Comprendre en quoi consistent ces troubles mentaux

Commençons tout d’abord par expliquer cette maladie. Le terme de TCA regroupe plusieurs affections dont le nombre et la définition varient en fonction des classifications. Il s’agit d’une relation inhabituelle avec la nourriture provoquant une souffrance psychique et une atteinte de la santé des personnes concernées. La Haute Autorité de Santé (HAS) définit 8 grandes pathologies dont les principales sont : l’anorexie mentale, la boulimie et l’hyperphagie. Chacune d’entre elles est associée à un certain nombre de critères détaillés dans les classifications internationales. Ces critères sont nécessaires pour établir un diagnostic précis suivi d’une prise en charge adaptée, mais certains indicateurs, que nous allons décrire ci-dessous, peuvent déjà nous mettre sur la piste d’un TCA.

L’anorexie mentale

Ce trouble est essentiellement féminin et se déclenche le plus souvent à l’adolescence (entre 14 et 17 ans).
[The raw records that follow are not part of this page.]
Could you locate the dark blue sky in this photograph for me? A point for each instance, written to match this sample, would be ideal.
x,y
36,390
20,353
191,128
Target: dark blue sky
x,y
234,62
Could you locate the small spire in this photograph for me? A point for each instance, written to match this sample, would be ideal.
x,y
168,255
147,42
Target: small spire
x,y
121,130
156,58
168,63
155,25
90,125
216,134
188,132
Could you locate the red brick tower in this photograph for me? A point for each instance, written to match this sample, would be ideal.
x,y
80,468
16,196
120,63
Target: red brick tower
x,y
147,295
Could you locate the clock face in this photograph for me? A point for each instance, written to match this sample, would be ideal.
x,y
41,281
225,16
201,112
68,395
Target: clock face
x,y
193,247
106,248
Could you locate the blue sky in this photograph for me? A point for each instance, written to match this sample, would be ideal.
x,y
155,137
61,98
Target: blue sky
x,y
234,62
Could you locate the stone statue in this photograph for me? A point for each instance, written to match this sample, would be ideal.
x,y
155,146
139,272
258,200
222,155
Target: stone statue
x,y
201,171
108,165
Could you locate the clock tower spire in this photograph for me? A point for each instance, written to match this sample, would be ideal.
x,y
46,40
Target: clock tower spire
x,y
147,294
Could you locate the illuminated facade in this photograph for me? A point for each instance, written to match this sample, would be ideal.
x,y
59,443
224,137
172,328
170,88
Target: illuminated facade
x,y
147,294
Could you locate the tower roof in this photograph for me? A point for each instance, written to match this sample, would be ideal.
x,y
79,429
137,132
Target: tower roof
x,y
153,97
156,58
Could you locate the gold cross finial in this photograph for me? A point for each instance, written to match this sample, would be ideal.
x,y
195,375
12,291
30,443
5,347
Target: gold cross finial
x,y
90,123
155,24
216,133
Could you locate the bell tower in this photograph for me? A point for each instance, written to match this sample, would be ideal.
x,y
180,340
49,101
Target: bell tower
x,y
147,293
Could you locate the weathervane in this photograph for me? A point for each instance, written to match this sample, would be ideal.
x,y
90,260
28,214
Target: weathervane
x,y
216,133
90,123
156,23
Une revue des études épidémiologiques conduite entre 2000 et 2018 indique que la prévalence de cette maladie au cours de la vie serait de 1,4% chez les femmes et de 0,2% chez les hommes [3]. Elle se caractérise par une façon de s’alimenter restrictive et volontaire menant à un amaigrissement. L’état de santé général se détériore provoquant des perturbations hormonales (absence de règles de plus de 3 mois, ralentissement de la croissance), cognitives et émotionnelles. Elle est également associée à une perception déformée de son corps, à un refus de reconnaître sa maigreur et une baisse de l’estime de soi.

La boulimie

Elle se caractérise par des crises compulsives avec ingestion d’aliments en quantité démesurée suivies de « pratiques compensatoires » telles que les vomissements, la prise de laxatifs ou encore l’activité physique excessive [4]. L’anorexie et la boulimie sont souvent liées. Elles peuvent être associées ou s’alterner. Le schéma le plus couramment observé est une phase d’anorexie mentale restrictive intense au cours de la puberté suivie par une période d’alternance entre boulimie et vomissements à l’approche des 18 ans. On estime que 20 à 50% des personnes souffrant d’anorexie mentale ont des crises de boulimie.

L’hyperphagie

Aussi appelée hyperphagie boulimique, il s’agit d’épisodes de boulimie récurrents sans comportements compensatoires associés.

L’orthorexie

À ces 3 pathologies peut s’ajouter « l’orthorexie », un terme plus récemment décrit qui consiste à contrôler son mode de vie de façon extrême pour répondre aux codes du « healthy ». Cela se caractérise par un manque de flexibilité dans différents domaines :

  • L’alimentation : la consommation de produits dits « sains » et l’éviction de certaines catégories d’aliments (sans gluten, sans lactose, régime végan ou végétarien, etc.).
  • La pratique d’activités sportives à outrance avec une impossibilité de décaler ou de supprimer une séance préalablement fixée.
  • Le refus de participer à certains événements ne collant pas à nos codes du « healthy lifestyle ».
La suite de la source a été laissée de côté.